“Storytelling Is Our Right; Filmmaking Is Our Privilege”: Meet the 2019 Merata Mita Fellows

Briar Grace-Smith (left) and Ainsley Gardiner (right) at the 2019 Native Forum Breakfast. © 2019 Sundance Institute | Photo by Jovelle Tamayo

Ainsley Gardiner and Briar Grace-Smith

The Sundance Institute Merata Mita Fellowship for Indigenous Artists pays tribute to the immense artistic contributions of Merata Mita (Ngāti Pikiao/Ngāi Te Rangi), who served as an artistic director to our Native Filmmakers Lab and was the first Indigenous woman—and the only Māori woman—to write and direct a dramatic feature film.

The fellowship serves to continue Merata’s legacy and cultivate a stage for other Indigenous women around the world to tell their stories. Applications for the 2020 fellowship are open from October 8 to October 28—for more information, visit the application page.

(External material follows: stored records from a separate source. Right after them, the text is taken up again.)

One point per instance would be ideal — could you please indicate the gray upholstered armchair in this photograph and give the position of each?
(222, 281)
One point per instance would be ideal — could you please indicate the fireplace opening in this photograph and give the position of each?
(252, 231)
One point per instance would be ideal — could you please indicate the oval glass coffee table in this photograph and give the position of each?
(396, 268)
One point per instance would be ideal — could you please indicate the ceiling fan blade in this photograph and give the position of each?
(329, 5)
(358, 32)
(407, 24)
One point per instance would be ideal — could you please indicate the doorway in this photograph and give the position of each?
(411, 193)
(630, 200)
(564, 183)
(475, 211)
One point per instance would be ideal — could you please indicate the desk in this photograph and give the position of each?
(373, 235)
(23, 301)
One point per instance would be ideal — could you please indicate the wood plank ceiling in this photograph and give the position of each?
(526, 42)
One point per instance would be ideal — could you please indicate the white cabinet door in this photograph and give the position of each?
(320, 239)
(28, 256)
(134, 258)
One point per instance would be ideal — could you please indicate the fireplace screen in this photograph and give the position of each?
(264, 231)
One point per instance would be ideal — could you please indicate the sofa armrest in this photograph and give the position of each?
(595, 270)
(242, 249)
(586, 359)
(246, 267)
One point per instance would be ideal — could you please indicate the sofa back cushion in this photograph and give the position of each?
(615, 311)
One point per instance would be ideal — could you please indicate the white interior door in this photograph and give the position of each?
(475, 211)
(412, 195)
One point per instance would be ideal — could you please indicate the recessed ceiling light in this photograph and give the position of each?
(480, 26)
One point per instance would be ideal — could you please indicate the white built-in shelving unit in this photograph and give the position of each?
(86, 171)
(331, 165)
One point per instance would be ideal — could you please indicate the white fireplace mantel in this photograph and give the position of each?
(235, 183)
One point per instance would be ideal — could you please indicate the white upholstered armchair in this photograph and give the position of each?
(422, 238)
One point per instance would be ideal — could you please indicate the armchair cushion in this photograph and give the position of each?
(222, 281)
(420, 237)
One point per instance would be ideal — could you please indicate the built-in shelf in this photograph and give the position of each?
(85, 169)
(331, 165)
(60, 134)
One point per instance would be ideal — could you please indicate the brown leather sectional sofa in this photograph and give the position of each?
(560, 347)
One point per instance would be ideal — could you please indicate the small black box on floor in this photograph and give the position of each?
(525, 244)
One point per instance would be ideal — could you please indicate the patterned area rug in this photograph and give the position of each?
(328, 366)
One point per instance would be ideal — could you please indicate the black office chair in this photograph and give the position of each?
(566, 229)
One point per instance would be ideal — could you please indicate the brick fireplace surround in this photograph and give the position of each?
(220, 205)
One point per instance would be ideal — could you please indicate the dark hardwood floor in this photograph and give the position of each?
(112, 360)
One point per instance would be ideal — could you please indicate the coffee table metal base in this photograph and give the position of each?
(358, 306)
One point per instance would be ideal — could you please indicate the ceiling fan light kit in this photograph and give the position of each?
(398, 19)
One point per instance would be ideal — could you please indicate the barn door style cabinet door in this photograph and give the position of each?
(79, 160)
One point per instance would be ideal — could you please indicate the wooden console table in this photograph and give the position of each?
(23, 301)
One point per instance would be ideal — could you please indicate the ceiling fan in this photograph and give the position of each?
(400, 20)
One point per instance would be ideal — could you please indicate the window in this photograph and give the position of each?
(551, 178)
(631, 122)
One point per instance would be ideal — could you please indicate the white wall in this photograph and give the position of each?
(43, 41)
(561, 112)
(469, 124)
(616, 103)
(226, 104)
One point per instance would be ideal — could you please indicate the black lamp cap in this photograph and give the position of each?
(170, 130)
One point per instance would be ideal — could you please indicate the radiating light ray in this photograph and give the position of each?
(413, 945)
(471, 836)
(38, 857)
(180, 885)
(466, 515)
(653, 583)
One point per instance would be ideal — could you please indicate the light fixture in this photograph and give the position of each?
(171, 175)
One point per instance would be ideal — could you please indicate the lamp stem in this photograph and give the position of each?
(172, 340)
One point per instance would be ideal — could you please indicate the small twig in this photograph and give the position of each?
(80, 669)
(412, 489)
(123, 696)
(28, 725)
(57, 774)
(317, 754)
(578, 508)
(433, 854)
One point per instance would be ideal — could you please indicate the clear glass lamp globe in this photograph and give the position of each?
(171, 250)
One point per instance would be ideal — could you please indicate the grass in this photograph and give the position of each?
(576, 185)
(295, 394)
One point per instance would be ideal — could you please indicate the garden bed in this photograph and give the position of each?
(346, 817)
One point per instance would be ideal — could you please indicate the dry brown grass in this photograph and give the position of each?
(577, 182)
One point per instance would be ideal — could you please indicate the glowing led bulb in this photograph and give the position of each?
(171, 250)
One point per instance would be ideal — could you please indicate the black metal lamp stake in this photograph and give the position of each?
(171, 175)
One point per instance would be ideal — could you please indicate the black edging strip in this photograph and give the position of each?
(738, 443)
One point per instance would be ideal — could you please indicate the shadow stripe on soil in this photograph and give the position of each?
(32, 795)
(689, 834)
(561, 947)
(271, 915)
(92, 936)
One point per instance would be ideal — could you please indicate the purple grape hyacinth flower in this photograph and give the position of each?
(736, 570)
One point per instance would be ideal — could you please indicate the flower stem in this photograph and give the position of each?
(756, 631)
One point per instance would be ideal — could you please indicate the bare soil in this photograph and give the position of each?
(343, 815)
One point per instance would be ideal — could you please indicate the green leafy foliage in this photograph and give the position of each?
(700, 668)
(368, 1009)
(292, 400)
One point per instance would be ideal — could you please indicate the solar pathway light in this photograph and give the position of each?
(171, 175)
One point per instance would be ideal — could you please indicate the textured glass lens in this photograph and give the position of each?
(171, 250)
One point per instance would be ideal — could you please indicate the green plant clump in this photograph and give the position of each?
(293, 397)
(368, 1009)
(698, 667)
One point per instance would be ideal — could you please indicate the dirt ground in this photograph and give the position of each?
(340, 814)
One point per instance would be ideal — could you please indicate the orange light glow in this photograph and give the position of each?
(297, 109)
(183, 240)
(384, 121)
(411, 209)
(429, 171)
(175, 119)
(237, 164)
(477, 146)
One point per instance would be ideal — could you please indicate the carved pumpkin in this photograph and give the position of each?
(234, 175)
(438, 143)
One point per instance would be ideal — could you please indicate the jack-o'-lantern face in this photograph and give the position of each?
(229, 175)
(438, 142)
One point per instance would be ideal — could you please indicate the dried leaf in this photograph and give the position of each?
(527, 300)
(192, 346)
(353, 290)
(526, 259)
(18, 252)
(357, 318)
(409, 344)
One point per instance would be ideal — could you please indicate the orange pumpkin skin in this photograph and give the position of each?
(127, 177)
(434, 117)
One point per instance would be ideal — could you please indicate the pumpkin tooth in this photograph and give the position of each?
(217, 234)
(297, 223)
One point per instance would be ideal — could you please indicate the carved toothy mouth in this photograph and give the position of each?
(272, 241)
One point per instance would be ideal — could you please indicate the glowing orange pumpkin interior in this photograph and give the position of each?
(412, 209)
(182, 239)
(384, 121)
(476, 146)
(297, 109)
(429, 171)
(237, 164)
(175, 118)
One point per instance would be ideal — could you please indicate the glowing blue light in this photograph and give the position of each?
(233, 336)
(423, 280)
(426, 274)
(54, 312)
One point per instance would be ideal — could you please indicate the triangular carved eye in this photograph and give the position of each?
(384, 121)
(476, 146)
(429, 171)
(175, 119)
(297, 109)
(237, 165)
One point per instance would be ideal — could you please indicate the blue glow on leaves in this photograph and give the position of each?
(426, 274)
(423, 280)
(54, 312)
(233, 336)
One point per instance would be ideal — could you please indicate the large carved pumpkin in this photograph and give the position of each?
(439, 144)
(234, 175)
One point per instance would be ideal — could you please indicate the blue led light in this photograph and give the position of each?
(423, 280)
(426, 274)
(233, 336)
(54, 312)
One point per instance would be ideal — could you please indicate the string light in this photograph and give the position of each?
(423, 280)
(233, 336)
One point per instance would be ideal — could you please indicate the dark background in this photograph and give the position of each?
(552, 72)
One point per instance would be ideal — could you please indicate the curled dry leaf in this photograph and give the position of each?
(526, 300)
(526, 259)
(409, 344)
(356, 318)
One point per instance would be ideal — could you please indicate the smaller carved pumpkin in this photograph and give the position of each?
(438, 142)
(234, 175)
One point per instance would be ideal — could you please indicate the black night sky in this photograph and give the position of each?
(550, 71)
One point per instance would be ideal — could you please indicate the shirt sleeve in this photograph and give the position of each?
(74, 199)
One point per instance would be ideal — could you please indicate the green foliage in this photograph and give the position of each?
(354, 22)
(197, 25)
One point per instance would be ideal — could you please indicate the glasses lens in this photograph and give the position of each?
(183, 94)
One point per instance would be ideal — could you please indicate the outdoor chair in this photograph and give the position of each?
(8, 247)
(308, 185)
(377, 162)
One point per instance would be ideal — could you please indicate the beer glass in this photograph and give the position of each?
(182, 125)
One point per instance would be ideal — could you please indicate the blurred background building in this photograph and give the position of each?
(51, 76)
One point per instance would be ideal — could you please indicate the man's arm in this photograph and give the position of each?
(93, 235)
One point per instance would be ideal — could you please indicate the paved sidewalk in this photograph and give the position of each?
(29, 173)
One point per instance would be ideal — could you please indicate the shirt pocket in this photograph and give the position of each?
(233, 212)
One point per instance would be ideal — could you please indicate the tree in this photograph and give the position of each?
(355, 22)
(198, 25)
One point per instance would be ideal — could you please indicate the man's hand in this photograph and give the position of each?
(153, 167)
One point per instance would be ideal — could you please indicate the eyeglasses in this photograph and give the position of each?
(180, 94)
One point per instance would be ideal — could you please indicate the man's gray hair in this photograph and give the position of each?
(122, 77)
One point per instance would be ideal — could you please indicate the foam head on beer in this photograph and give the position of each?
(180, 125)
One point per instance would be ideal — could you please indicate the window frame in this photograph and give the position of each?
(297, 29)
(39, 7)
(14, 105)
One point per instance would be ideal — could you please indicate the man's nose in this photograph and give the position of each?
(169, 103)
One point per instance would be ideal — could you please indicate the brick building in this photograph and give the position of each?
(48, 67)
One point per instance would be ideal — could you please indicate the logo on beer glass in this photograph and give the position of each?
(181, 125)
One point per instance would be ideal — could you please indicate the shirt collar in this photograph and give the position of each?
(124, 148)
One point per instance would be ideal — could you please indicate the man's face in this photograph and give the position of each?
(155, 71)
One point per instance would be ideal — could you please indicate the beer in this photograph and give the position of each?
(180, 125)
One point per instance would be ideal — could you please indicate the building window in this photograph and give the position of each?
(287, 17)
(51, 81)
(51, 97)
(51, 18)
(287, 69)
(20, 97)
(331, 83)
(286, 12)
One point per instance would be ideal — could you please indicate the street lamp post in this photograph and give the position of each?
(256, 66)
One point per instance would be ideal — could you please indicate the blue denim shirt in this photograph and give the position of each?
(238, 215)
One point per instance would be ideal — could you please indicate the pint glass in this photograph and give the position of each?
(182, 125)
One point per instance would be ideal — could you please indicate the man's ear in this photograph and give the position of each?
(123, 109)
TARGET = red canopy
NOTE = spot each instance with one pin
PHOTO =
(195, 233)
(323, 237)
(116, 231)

Below are remarks from Ainsley Gardiner and Briar Grace-Smith, a co-directing duo and the recipients of the 2019 Merata Mita Fellowship.

Ainsley Gardiner

My mountain is Pūtauaki, my canoe is Mataatua, my river is Rangitāiki, and I’m from the tribes of Ngāti Awa, Ngāti Pikiao, and Te-Whānau Apanui.

Merata once called my cousin Cliff Curtis and I spoiled brats. We were arguing when we were producing Taika Waititi’s film Boy together, and Merata taught me one of my greatest lessons at that time: Although storytelling is our right, filmmaking is a privilege afforded to very few—and if you have the ability and opportunity to do so, then get over yourselves and get moving.

Briar and I applied to the Merata Mita Fellowship with a film called Cousins—a film that Briar wrote and that we’re co-directing. It was a film that Merata wanted to make, and it’s a film that she should have made. If it weren’t for the world that we live in, and the deeply institutionalized racism of the government and organizational structures that we come up against, she would have made it 15 years ago. Briar and I are very aware of how privileged we are to have known Merata, and we’re very aware of the giant footsteps that we walk in on our way to make Cousins.

We’re incredibly grateful for this fellowship and for the many people and organizations that continue to offer alternative structures where Indigenous people can thrive and where we all belong. Tēnā koutou.

Briar Grace-Smith

My journey with Cousins started with the book’s launch, 24 years ago at a marae—a meeting house—called Takapūwāhia. Patricia Grace, the author, passed the book around a circle of hands that included Merata Mita’s. I had brought my newborn son, and so as Cousins was passed around the circle, my baby was passed around as well, blessed and held and pressed.

I was really lucky to have both Patricia Grace and Merata Mita as very close friends. I was often privy to their conversations as I was making cups of tea. They talked about the film adaptation of Cousins. And then our dear Merata passed, and the adaptation faded away.

When Ainsley rang me about revitalizing the Cousins project, I was working furiously as a playwright and screenwriter. She said, “Do you know of anyone who could write this?” I was so scared, but I decided to say yes. When it came to directing, Ainsley and I put a whole lot of names forward to direct it, names that weren’t ours. Nothing felt right. After a time, we both co-directed a project together, and after that, I rang Ainsley up and said, “I think I know who should be directing this film.” We should be directing this film.

It felt like the book had finally gone completely around the circle. Now, the story of Cousins is back in our hands. Thank you to everybody that has supported us to find our voices and take up this mantle. Ngā mihi.